Это ощущение большой жизненной правды, когда вместо хрестоматийных “персонажей” на сцене обитают живые люди, а знакомый едва ли не наизусть текст вдруг начинаешь открывать для себя как будто заново, — во многом заслуга не только режиссера, но и актеров, занятых в спектакле. При этом герои спектакля внешне как будто не слишком привлекательны, не так уж благородны и вовсе не поэтичны — однако театр обнаруживает в них и поэзию, и красоту, и благородство. Нескладный, трогательно нелепый Войницкий (С. Курышев) неожиданно оказывается удивительно прекрасным, а за напускной бравадой и пьяным ёрничеством его друга Астрова (П. Семак) вдруг открывается совсем другой человек: тонкий, ранимый и по-прежнему жаждущий большой любви, несмотря на всю мерзость “обывательской, уездной жизни”. Профессор Серебряков почти всегда представал на сцене жестоким и бессердечным эгоистом, немилосердно калечащим чужие жизни и судьбы, — здесь этот же герой в исполнении И. Иванова оказывается едва ли не самым привлекательным в спектакле: мудрым, терпимым и великодушным. Елена Андреевна (К. Раппопорт) входит в этот мир “гением чистой красоты”, а вовсе не “нудным, эпизодическим лицом”, как она себя называет (впрочем, давно известно, что самоирония — свойство людей широкой души). И Соня, и Вафля, и “старая галка maman” — все эти “никчемные существа”, которых мы в повседневной суете, что называется, “в упор не видим”, в спектакле Додина оказываются теми самыми “русскими людьми”, на которых, в сущности, сегодня держится мир. Потому что в эпоху всеобщей “технократизации” и “роботизации” именно простые человеческие чувства — доброта, сострадание, готовность простить и понять — все чаще оказываются тем самым “заветным сокровищем”, на тщетные поиски которого порой уходит целая жизнь.
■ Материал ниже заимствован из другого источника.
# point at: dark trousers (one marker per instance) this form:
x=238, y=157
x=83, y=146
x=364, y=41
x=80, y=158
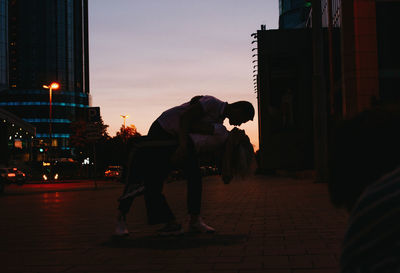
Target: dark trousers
x=152, y=165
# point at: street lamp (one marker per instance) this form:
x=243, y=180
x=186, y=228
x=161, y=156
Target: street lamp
x=51, y=87
x=124, y=117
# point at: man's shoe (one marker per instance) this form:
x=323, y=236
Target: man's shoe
x=200, y=227
x=171, y=230
x=121, y=228
x=133, y=191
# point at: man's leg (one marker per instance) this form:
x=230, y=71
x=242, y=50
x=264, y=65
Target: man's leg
x=194, y=194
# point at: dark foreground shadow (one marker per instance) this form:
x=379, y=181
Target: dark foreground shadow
x=180, y=242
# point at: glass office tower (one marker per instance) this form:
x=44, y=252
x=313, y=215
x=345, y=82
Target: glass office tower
x=293, y=14
x=48, y=42
x=3, y=44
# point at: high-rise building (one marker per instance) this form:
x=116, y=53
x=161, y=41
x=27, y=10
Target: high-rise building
x=293, y=13
x=3, y=44
x=47, y=42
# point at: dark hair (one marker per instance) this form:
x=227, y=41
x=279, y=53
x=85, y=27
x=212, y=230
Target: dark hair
x=195, y=99
x=246, y=107
x=363, y=149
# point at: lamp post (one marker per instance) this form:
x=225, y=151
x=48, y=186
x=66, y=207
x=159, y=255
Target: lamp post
x=51, y=87
x=124, y=117
x=124, y=131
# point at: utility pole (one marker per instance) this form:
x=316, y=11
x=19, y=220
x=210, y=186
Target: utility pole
x=319, y=97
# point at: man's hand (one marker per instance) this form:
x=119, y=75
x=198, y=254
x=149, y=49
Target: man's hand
x=227, y=179
x=179, y=156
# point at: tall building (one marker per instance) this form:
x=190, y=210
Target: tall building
x=47, y=42
x=293, y=13
x=369, y=56
x=350, y=59
x=3, y=44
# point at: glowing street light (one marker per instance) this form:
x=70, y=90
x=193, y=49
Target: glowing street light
x=124, y=117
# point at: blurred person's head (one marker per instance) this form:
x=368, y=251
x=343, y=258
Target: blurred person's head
x=239, y=112
x=363, y=149
x=238, y=158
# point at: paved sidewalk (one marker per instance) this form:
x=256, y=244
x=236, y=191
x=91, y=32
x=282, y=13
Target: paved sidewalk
x=266, y=224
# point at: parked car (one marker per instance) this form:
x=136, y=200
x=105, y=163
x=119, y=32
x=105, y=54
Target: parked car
x=49, y=175
x=13, y=175
x=113, y=172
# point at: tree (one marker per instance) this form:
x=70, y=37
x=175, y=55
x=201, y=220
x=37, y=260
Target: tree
x=125, y=133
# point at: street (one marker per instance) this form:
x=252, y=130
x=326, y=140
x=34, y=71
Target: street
x=264, y=224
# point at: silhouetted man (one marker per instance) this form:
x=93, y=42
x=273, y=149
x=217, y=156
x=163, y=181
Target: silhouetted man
x=199, y=116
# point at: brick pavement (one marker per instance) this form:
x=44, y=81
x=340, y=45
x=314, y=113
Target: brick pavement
x=266, y=224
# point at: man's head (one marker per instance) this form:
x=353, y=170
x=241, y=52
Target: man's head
x=239, y=112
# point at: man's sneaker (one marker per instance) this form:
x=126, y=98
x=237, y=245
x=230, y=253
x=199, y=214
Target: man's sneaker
x=121, y=228
x=171, y=230
x=200, y=227
x=133, y=191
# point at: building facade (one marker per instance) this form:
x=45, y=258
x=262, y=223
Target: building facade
x=47, y=42
x=293, y=14
x=3, y=44
x=284, y=91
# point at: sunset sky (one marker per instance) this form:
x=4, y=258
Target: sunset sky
x=149, y=55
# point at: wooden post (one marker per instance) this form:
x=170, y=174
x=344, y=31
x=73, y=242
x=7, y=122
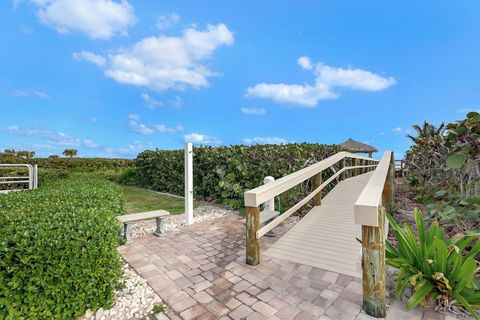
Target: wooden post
x=270, y=204
x=188, y=184
x=373, y=268
x=342, y=165
x=373, y=253
x=316, y=182
x=253, y=244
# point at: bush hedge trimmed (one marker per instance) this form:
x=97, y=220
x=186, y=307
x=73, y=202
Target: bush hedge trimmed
x=58, y=249
x=223, y=174
x=72, y=164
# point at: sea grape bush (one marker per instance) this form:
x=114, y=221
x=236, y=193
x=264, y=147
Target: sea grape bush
x=73, y=164
x=443, y=167
x=223, y=174
x=58, y=249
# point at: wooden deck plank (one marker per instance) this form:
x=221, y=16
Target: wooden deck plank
x=326, y=236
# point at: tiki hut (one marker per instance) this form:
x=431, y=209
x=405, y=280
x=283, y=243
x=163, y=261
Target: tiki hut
x=358, y=147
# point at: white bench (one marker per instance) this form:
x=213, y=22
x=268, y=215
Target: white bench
x=128, y=219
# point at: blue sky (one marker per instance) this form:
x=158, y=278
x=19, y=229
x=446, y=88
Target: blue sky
x=112, y=78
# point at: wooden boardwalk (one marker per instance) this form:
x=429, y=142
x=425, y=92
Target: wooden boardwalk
x=326, y=237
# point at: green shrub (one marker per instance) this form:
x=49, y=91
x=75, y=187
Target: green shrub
x=58, y=249
x=73, y=164
x=223, y=174
x=436, y=267
x=129, y=177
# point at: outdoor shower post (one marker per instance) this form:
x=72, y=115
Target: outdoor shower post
x=188, y=183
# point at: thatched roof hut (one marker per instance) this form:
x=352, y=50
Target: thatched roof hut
x=358, y=147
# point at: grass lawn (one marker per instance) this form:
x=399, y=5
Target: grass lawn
x=140, y=200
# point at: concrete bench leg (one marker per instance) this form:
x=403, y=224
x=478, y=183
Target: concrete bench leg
x=127, y=235
x=159, y=230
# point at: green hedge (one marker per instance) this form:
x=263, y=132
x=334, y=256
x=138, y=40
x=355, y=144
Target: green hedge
x=73, y=164
x=223, y=174
x=58, y=249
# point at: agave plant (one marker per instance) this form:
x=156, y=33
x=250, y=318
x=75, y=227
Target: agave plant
x=434, y=266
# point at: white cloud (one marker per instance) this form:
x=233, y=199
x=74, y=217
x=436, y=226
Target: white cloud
x=327, y=79
x=254, y=111
x=136, y=126
x=264, y=140
x=91, y=57
x=131, y=149
x=150, y=102
x=90, y=144
x=398, y=130
x=98, y=19
x=161, y=128
x=16, y=3
x=29, y=93
x=305, y=62
x=167, y=22
x=176, y=102
x=162, y=62
x=25, y=29
x=44, y=147
x=198, y=138
x=467, y=110
x=53, y=138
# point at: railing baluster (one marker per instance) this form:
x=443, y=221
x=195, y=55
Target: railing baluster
x=317, y=181
x=252, y=243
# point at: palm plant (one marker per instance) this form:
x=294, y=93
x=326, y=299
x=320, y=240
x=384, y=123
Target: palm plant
x=436, y=267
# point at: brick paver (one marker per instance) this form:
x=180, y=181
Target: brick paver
x=200, y=272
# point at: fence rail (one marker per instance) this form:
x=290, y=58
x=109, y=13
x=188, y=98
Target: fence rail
x=254, y=198
x=31, y=179
x=370, y=209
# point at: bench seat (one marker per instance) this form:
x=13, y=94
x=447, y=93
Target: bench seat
x=128, y=219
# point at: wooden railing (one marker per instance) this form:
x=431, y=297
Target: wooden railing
x=370, y=209
x=254, y=198
x=31, y=179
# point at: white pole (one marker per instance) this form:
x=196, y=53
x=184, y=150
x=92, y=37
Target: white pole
x=35, y=176
x=188, y=183
x=30, y=176
x=270, y=204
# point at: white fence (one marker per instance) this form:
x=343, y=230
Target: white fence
x=31, y=180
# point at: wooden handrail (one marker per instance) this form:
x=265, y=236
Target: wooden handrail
x=367, y=204
x=254, y=198
x=259, y=195
x=260, y=233
x=369, y=211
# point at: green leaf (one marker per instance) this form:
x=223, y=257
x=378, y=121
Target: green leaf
x=422, y=289
x=455, y=161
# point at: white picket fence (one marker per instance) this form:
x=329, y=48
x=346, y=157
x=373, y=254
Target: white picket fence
x=31, y=180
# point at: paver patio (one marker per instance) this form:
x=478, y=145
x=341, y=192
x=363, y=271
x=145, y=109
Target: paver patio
x=200, y=272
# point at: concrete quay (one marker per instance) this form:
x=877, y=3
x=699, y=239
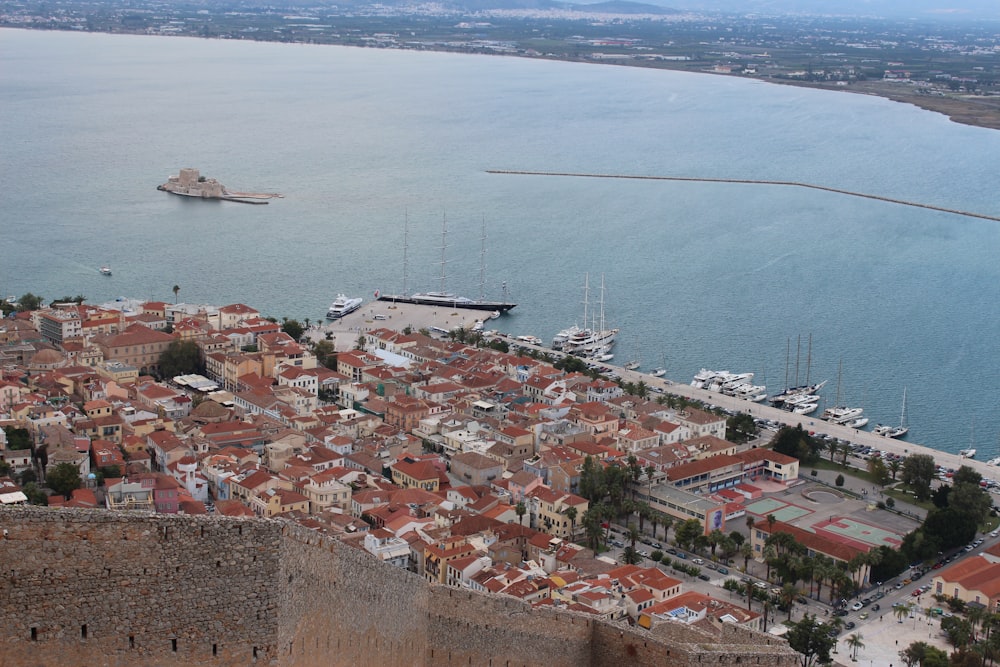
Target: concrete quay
x=375, y=314
x=808, y=422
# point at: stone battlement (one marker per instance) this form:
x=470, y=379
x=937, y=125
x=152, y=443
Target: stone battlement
x=85, y=587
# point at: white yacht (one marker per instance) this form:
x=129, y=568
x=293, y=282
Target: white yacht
x=805, y=408
x=587, y=341
x=841, y=414
x=343, y=305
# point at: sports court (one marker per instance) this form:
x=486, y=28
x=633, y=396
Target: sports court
x=858, y=533
x=782, y=511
Даже если жизнь проиграна, надо жить, потому что рядом с тобой живут люди, за которых ты навсегда в ответе. Именно это является главной темой спектакля Льва Додина, утверждающего, что новое “обретение веры” станет возможным лишь тогда, когда мы поймем, что главное в жизни не жажда сиюминутных наслаждений, не эгоистическое удовлетворение своих прихотей любой ценой, а та самая любовь, ради которой люди во все века были готовы пойти на любые жертвы. Именно эта великая любовь помогает нам не отчаиваться, какие бы горькие удары ни наносила порой жизнь. И даже если с точки зрения житейской логики и так называемого “здравого смысла” верить абсолютно незачем и не во что, мы должны находить в себе силы любить, прощать и не терять надежду. Потому что мы не одиноки на этой земле — и жить надо прежде всего во имя тех, кто рядом.